第6回「外道たちの午後」

「外道たちの午後」

2019年 日本映画

監督 深崎恭太


あらすじ……かつて暴力団のヒットマンとして数多くの敵を暗殺してきた凄腕の殺し屋、欽二。「鬼のキンジ」と恐れられた男は、血で血を洗う抗争の果てに戦う事を止め、人を殺める事に疑問を持ち、裏社会の仕事から引退し、堅気の生活を送る事を決めた。時は流れ、今では幸せな家庭を築き、欽二は老年へとさしかかろうとしていた。そんな矢先に、東京で就職した息子の洋一が死亡したという知らせが舞い込む。絶望に打ちひしがれる欽二だったが、追い討ちをかけるように息子は極悪非道のブラック企業に虐げられ、過労死したという事実を知ってしまう。相手は堅気でも何でもない、外道の悪でしかないと悟った欽二は、再び裏社会の人間たちの力を借りてブラック企業への復讐へと乗り出す。裁判や言葉でなく、暴力という武器のみを頼りに。


[レビュー]

 日本の映画に、日本の犯罪組織であるヤクザを題材とした極道映画というものがある。日本では需要があり、毎年のように作られる映画であり、劇場で公開せずにそのまま販売するソフトスルー映画(日本ではVシネと呼ばれる)で興隆したジャンルだ。そこへ、老いた父親の復讐劇と当時の社会問題を織り込んだ革新的なリベンジアクション映画である。


 当時の日本では「働きすぎて死亡する」という事例が数多く存在した。劣悪な労働環境で、文字通り奴隷のように働かされて使いつぶされた挙句に死ぬという、22世紀の今から見れば到底考えられないような事が行われていたのである。企業が倫理を捨て、利益を求める為に労働者を使いつぶして殺すという社会だったのだ。


 主人公の息子も、そうした会社で洗脳され盲目的に働き、そして過労により命を落としたのだった。だが、主人公の憤りは慰謝料や企業の謝罪程度では収まらない。金や頭を下げた所で息子の命は帰らない、となれば残るは暴力の復讐しかない。


 主人公が復讐を決める映画中盤からは陰湿なバイオレンスがひたすら続いていく。主人公の武器は縦横無尽だ。60代という高齢ながらも、仕込み杖、毒物、ナイフ、ワイヤー、消火器、銃など様々な武器を駆使してターゲットなる会社の関係者を殺害していく。さらに、復讐を遂行するための地道な調査、そして当事者たちの罪の自白をさせるための拷問が延々と続いていく。

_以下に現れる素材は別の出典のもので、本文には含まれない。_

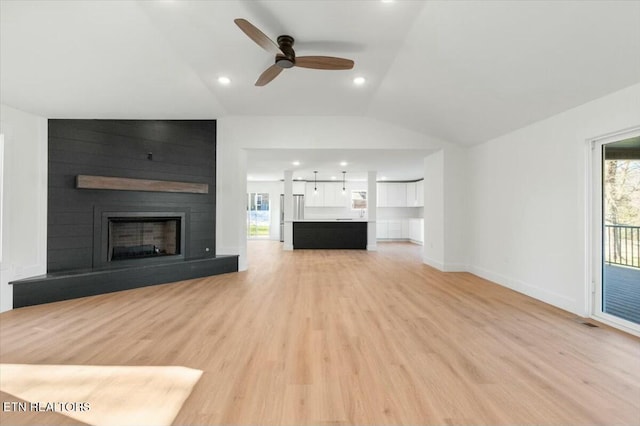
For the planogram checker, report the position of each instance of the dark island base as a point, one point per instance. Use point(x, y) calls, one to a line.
point(330, 235)
point(73, 284)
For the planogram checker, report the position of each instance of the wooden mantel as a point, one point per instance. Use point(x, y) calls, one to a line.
point(129, 184)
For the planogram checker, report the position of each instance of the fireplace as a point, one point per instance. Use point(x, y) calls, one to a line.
point(133, 236)
point(137, 238)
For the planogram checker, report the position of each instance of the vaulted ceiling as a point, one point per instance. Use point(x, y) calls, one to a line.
point(462, 71)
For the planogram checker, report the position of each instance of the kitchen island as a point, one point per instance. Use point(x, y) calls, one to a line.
point(330, 234)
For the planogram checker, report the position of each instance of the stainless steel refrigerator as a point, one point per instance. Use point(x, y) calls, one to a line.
point(298, 211)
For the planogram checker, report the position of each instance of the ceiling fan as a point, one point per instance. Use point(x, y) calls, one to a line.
point(286, 56)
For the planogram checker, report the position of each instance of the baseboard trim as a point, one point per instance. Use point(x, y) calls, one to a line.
point(531, 290)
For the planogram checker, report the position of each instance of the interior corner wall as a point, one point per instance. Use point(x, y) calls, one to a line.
point(445, 212)
point(24, 216)
point(455, 213)
point(528, 201)
point(433, 246)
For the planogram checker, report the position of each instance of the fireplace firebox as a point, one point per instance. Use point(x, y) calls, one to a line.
point(136, 237)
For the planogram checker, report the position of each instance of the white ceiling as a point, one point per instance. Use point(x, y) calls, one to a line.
point(462, 71)
point(390, 164)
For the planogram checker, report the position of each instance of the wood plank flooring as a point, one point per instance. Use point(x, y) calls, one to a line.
point(344, 337)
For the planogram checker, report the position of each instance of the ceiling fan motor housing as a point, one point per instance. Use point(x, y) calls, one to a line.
point(288, 60)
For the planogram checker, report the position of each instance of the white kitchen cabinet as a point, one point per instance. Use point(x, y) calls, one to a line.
point(397, 195)
point(405, 229)
point(333, 195)
point(381, 194)
point(329, 195)
point(420, 193)
point(412, 194)
point(416, 230)
point(299, 187)
point(312, 199)
point(395, 229)
point(382, 229)
point(392, 195)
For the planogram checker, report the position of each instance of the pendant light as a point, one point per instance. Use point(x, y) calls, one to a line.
point(315, 183)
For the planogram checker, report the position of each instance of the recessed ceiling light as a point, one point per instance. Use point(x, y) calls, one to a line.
point(359, 81)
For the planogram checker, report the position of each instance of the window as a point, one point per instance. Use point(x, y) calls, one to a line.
point(1, 187)
point(358, 200)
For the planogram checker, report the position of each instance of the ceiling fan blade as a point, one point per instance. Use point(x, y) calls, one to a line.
point(324, 63)
point(269, 74)
point(258, 36)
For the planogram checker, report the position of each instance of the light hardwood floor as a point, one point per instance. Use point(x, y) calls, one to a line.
point(345, 337)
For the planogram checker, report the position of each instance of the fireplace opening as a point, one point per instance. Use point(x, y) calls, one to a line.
point(143, 237)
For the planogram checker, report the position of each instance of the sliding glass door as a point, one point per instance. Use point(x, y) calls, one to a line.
point(617, 292)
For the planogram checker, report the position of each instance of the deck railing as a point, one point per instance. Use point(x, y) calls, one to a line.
point(622, 245)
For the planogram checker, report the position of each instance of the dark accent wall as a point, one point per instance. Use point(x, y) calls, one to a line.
point(182, 150)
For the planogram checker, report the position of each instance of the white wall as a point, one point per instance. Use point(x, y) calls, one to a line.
point(527, 206)
point(24, 227)
point(237, 134)
point(433, 246)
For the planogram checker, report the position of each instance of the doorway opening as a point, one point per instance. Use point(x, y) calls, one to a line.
point(258, 215)
point(617, 230)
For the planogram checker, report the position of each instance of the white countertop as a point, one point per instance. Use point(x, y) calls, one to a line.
point(331, 220)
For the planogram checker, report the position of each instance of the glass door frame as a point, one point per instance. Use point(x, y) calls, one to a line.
point(257, 196)
point(595, 226)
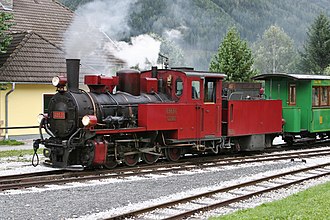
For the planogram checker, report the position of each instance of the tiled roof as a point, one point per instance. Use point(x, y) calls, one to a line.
point(35, 53)
point(31, 58)
point(45, 17)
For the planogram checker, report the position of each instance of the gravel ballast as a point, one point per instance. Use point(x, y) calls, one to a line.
point(98, 199)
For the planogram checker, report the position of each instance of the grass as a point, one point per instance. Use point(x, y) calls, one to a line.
point(18, 153)
point(11, 142)
point(312, 203)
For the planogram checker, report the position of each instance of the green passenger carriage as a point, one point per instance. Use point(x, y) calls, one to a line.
point(305, 101)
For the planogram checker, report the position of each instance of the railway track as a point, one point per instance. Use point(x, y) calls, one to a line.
point(62, 177)
point(187, 207)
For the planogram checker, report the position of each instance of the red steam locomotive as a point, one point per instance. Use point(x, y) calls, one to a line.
point(152, 114)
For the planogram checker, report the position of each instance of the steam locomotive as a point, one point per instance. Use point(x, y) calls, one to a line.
point(143, 116)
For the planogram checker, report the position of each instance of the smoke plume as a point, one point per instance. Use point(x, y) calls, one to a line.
point(95, 33)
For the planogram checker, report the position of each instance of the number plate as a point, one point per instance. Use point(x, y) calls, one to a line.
point(59, 115)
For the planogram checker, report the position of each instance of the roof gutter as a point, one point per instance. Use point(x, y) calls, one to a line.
point(6, 108)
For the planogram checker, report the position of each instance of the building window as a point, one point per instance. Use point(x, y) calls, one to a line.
point(46, 100)
point(292, 94)
point(324, 96)
point(195, 89)
point(316, 96)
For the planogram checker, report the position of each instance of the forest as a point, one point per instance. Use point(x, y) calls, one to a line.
point(202, 24)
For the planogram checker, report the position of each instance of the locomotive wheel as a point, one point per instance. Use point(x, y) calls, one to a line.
point(131, 160)
point(111, 162)
point(149, 158)
point(173, 154)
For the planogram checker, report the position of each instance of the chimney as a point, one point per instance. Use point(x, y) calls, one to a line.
point(72, 74)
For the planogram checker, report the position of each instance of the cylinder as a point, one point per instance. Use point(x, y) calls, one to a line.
point(129, 81)
point(72, 71)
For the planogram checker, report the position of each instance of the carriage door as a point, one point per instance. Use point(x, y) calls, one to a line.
point(209, 108)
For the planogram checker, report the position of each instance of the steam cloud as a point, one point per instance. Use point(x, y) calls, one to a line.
point(95, 33)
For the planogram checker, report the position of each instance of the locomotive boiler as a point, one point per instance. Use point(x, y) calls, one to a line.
point(159, 113)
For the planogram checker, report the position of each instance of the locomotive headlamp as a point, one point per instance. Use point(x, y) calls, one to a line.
point(89, 120)
point(59, 81)
point(40, 117)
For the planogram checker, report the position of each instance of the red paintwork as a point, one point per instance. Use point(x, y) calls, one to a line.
point(118, 131)
point(149, 85)
point(246, 117)
point(100, 152)
point(185, 121)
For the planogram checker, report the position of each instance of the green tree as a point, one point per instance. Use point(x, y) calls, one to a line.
point(4, 27)
point(234, 58)
point(316, 55)
point(274, 51)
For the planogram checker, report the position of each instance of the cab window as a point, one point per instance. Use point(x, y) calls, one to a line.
point(195, 87)
point(178, 87)
point(209, 91)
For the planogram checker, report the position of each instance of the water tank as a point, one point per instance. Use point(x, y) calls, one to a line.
point(129, 81)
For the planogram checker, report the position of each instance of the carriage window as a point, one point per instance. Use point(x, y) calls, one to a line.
point(209, 91)
point(178, 87)
point(195, 89)
point(316, 96)
point(292, 94)
point(324, 96)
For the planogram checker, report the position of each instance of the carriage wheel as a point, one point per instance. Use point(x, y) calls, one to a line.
point(131, 160)
point(149, 158)
point(111, 162)
point(173, 154)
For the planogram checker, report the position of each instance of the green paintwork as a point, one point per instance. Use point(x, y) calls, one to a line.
point(320, 120)
point(292, 118)
point(302, 116)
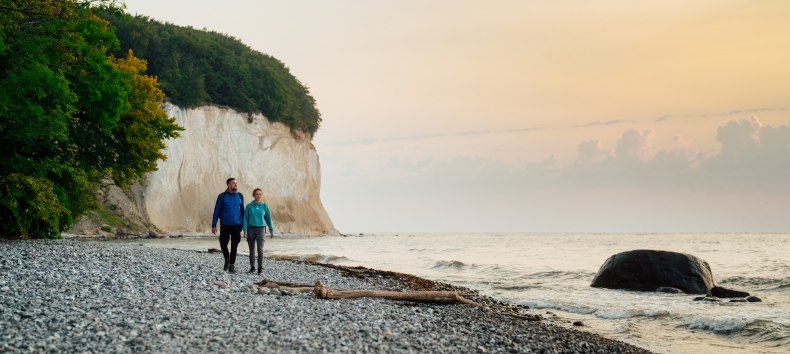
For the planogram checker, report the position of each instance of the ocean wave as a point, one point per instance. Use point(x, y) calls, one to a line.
point(767, 332)
point(761, 283)
point(721, 325)
point(559, 274)
point(785, 286)
point(452, 264)
point(514, 287)
point(619, 313)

 殺される会社の関係者はまさに唾棄すべき者達であり、タイトルの「外道」に相応しい者達が、のうのうと罪を逃れて平然としている様子がありありと伝わっている。息子の上司、ストレスを与え続けた同僚、無茶苦茶な要求を出す重役、そして人を殺す環境を作りながら「いくら欲しい?」と金で解決を図ろうとする社長。倫理を失ったケダモノたちを前に暴力が炸裂する瞬間、観客は復讐の是非や命の重さなど忘れて拍手喝采をしてしまうだろう。


 最後は被害者の顔で警察を頼った社長と、襲い掛かる警察特殊部隊を前に主人公が追い詰められていき、警察を巻き込んだ壮絶な戦いが展開される。ラストの銃撃戦は日本のアクション映画史に歴史を刻むほどの壮大な銃声のシンフォニーへと仕上がっている。家族の死によって、距離を置いた闇へもう一度飛び込まざるを得なかった男の哀愁、壮絶なる復讐とのその結末……全てが絡み合い、決着へともつれ込むラストは泣ける事必至だ。

 重たく、そして暗い映画だが、それを受け止めて見る価値は十分あるバイオレンス映画である。